Hi Team,
First, a big thank you to the team for this tools and supporting new users in this forum.
Second, a big thank you for the quality of the documentation ! I almost read all, understood a significant part of it.
I am a new user and have not backed up yet as I try to understand how I should do. I make this post for new users like me so pardon the lack of interest for advanced users…
I was wondering what PACK_SIZE should be used. I search on the web and this forum. In very short, there is one advice and several recommendations :
- Recommendations : from 8 Mb till 2 Gb, mainly in the range 16 → 256 Mb.
- Advice : test some values and pick the best one.
So I tested. TL;DR: default value may be a very good pick to start with.
A bit of background to understand the context of my case :
- Backup personal data (about 500 Go) onto a USB HDD and then copy from this USB HDD to a distant PC to build a light 3-2-1 backup strategy.
- No cloud backup except for a few critical files onto a cloud but this is manual transfer.
- I want to perform frequent backup, roughly 1 per week, so speed matters more than space (at least where I stand today in the journey).

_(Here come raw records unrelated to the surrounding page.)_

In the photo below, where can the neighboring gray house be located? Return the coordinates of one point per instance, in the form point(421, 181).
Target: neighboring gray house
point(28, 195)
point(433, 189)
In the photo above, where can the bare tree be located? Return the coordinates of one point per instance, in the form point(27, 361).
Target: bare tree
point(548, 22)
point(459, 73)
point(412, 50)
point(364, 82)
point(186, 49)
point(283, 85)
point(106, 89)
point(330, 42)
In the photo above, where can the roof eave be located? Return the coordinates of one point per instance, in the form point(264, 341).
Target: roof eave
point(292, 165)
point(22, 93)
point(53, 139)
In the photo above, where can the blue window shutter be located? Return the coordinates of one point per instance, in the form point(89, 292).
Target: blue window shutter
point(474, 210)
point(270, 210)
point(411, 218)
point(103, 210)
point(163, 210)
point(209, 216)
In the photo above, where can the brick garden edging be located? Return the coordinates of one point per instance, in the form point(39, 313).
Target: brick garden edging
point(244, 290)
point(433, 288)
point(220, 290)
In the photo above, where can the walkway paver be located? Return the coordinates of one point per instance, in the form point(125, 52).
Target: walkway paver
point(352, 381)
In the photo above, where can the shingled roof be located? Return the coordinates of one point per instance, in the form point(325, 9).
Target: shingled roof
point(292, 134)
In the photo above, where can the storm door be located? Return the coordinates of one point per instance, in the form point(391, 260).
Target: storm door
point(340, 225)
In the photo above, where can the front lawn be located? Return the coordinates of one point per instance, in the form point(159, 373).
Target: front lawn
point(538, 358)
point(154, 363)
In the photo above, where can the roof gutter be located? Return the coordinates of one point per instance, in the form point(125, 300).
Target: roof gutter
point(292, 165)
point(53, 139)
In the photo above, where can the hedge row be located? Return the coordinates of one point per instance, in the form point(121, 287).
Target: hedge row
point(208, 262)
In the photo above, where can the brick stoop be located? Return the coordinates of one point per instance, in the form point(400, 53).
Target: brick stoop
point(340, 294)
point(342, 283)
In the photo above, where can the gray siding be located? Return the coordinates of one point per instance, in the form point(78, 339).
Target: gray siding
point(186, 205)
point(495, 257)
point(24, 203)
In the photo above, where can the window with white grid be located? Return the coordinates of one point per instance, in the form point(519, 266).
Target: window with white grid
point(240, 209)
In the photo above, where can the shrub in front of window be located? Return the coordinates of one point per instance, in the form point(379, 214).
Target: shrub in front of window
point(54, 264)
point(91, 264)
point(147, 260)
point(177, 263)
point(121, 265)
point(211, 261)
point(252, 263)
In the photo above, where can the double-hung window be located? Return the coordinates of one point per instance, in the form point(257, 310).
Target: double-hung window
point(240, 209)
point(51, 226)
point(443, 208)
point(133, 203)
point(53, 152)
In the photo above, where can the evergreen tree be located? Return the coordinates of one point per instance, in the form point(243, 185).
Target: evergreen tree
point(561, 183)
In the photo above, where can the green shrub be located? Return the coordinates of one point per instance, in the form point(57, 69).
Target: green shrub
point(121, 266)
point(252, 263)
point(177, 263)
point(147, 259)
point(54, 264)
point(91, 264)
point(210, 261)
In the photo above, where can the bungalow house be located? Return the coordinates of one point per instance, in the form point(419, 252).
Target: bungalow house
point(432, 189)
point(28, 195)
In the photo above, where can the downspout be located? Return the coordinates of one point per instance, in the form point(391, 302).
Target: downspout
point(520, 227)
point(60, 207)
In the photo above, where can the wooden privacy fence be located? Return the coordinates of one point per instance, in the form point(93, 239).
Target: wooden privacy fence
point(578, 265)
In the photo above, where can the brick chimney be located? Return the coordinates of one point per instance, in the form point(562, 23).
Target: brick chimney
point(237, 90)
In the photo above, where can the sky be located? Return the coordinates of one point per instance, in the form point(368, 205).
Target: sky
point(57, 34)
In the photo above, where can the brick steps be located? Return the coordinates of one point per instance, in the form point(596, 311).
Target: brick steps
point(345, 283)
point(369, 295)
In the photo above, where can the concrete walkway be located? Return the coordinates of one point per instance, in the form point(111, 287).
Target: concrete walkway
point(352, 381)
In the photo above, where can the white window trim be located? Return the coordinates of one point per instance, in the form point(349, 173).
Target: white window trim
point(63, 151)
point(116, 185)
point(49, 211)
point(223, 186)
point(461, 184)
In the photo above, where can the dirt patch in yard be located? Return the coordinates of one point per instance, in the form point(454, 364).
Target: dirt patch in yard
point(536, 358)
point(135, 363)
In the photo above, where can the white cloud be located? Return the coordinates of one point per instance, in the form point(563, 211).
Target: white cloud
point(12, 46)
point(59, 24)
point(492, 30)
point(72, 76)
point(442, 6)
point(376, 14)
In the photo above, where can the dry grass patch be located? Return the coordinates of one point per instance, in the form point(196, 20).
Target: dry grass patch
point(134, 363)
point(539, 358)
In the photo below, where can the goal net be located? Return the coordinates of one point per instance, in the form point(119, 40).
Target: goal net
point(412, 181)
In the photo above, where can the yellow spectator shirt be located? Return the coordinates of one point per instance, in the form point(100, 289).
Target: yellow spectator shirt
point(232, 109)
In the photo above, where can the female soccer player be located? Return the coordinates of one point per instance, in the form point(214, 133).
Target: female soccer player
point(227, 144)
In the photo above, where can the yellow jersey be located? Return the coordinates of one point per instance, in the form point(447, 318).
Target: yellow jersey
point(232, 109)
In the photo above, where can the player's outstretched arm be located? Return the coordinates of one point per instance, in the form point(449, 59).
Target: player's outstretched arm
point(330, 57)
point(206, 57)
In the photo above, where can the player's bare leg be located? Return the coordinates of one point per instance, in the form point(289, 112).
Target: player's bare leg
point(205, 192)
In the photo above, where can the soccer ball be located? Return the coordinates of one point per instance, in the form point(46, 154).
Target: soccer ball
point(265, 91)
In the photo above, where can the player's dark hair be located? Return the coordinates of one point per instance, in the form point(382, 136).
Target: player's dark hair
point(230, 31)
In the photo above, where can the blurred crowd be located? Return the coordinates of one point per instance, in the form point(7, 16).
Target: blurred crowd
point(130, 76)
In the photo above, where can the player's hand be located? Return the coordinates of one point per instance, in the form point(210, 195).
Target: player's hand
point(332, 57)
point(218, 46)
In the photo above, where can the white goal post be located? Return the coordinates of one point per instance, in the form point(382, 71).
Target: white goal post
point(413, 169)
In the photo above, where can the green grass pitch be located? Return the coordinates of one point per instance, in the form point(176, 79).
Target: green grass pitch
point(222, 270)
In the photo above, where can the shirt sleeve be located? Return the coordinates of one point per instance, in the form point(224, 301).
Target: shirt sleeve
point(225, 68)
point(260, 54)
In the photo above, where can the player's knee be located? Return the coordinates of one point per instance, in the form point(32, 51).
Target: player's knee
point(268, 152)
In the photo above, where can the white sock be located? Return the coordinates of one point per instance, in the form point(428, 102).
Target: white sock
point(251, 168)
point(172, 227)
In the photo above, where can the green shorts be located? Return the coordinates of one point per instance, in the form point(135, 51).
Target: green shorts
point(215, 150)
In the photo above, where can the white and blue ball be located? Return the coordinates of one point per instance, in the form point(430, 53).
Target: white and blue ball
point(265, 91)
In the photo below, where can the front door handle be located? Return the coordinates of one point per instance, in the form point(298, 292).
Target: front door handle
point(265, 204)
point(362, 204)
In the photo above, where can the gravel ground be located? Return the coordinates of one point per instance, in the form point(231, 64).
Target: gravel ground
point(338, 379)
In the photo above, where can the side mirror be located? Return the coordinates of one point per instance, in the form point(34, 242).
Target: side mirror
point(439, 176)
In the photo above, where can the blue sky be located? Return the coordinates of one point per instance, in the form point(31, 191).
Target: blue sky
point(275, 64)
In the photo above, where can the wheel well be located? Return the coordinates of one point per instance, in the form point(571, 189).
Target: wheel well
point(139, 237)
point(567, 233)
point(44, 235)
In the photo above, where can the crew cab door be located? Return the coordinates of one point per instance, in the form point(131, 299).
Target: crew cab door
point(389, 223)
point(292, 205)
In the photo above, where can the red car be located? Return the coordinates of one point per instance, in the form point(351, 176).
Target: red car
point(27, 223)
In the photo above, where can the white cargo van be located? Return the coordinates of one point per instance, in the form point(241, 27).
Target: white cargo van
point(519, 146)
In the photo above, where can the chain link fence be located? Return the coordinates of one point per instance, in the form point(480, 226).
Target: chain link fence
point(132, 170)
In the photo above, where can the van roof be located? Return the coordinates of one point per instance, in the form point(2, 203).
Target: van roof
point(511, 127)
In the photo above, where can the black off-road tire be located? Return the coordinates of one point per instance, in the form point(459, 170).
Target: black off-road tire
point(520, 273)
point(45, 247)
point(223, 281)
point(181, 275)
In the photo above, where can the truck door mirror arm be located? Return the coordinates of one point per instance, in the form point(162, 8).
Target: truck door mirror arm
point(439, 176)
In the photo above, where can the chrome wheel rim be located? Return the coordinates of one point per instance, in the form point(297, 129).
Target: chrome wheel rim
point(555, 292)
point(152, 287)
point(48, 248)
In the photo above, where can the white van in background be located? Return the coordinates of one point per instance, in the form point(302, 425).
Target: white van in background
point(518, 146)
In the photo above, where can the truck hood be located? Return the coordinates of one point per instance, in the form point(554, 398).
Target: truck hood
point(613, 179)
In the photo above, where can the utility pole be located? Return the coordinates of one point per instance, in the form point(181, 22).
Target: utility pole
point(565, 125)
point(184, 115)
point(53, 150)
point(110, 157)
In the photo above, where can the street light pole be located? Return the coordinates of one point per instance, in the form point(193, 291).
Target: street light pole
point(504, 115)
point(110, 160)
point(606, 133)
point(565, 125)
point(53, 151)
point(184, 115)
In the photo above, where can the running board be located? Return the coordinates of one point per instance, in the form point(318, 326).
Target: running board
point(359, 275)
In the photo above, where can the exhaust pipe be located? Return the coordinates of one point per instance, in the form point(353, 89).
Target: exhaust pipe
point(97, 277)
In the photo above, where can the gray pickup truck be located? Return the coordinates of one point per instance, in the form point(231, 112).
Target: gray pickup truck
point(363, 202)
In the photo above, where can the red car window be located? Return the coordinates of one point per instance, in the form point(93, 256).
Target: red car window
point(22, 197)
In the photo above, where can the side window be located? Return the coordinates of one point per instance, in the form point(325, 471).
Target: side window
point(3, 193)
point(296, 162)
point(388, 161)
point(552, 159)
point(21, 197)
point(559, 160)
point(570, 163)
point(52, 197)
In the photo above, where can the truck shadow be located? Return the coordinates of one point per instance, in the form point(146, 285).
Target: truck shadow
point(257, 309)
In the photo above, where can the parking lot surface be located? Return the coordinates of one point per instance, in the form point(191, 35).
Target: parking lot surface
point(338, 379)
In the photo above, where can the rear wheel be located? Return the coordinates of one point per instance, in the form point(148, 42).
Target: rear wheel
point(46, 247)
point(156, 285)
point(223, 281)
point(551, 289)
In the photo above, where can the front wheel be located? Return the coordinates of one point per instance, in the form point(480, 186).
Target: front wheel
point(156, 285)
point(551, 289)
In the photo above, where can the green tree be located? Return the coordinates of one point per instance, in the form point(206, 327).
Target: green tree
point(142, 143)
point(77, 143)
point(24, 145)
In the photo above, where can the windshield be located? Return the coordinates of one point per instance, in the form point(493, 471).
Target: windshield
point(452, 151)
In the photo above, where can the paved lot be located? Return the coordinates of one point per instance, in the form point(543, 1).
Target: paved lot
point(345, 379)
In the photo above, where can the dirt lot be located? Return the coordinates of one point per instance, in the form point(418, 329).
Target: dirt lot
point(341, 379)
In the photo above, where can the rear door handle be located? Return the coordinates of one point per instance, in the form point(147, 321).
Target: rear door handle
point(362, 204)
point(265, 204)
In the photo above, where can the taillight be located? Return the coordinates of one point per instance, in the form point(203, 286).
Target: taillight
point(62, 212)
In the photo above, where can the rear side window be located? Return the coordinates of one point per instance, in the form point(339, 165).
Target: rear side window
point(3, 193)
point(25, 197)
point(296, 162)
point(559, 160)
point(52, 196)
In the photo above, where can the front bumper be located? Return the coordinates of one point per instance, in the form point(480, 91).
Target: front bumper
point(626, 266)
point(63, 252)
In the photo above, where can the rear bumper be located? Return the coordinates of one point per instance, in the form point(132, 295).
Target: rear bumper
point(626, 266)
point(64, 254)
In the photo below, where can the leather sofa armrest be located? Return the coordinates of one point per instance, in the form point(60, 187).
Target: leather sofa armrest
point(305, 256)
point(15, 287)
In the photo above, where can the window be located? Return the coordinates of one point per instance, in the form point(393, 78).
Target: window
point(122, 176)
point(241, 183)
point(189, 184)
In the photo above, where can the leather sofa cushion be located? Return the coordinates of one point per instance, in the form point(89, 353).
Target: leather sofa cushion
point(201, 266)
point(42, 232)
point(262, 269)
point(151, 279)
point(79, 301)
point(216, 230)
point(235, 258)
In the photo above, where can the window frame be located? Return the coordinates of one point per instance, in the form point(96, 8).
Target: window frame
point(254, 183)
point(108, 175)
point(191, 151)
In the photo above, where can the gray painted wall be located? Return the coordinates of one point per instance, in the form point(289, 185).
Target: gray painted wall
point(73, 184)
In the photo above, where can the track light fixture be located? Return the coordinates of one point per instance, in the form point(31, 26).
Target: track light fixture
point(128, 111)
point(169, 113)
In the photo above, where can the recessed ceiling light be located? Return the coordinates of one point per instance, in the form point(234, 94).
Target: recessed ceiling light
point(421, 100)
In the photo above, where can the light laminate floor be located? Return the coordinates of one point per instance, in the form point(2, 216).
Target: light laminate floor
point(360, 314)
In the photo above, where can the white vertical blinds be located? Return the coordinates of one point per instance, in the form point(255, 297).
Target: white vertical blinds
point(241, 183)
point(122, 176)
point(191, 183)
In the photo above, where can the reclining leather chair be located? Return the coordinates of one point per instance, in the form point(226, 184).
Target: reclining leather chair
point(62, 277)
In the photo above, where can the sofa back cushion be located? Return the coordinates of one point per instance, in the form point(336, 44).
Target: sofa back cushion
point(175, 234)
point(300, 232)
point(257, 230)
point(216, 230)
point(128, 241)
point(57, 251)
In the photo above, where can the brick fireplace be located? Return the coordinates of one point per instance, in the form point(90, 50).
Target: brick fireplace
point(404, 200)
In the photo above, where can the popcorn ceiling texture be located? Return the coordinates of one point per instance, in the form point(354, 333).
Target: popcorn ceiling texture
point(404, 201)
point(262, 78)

I isolated 2 sets of 1 Gb of data (1 only pictures and 1 documents but no pictures and no movies). I started testing PACK_SIZEin the range 8 → 64 Mb to get a feeling. I create one repo per parameter per set of data, run the backup redirecting the output to a text file and making size measurement and stats. I gathered all this in a table enclosed in this post . Surprise! Not so much change on the time to back up and size of repository of backup data. After diving a bit more, my understanding is that data is split in blobs (encrypted and compressed binary file) which are “merged” into a pack (hence pack size) so the amount of blobs of fixed size is almost the same. Time to back up is quite similar for PACK_SIZEin the range 8 → 64 Mb. Actually, it should not have been a surprise, if I had understood the process better. So I assume this parameter is more important when working remotely.
Conclusion for my case : 16 Mb or 32 Mb for a gain of 3 seconds / Gb of data ![]()
Feel free to correct any errors and share you views.
Side note 1 : it is a very good practice before starting real backup on your data and hardware.
Side note 2 : DO USE environment variables. I took me one day to understand what it was and how to set them up in my .bashrc, but definitely worth it. So handy, so fast, no typo, your fingers will thank you.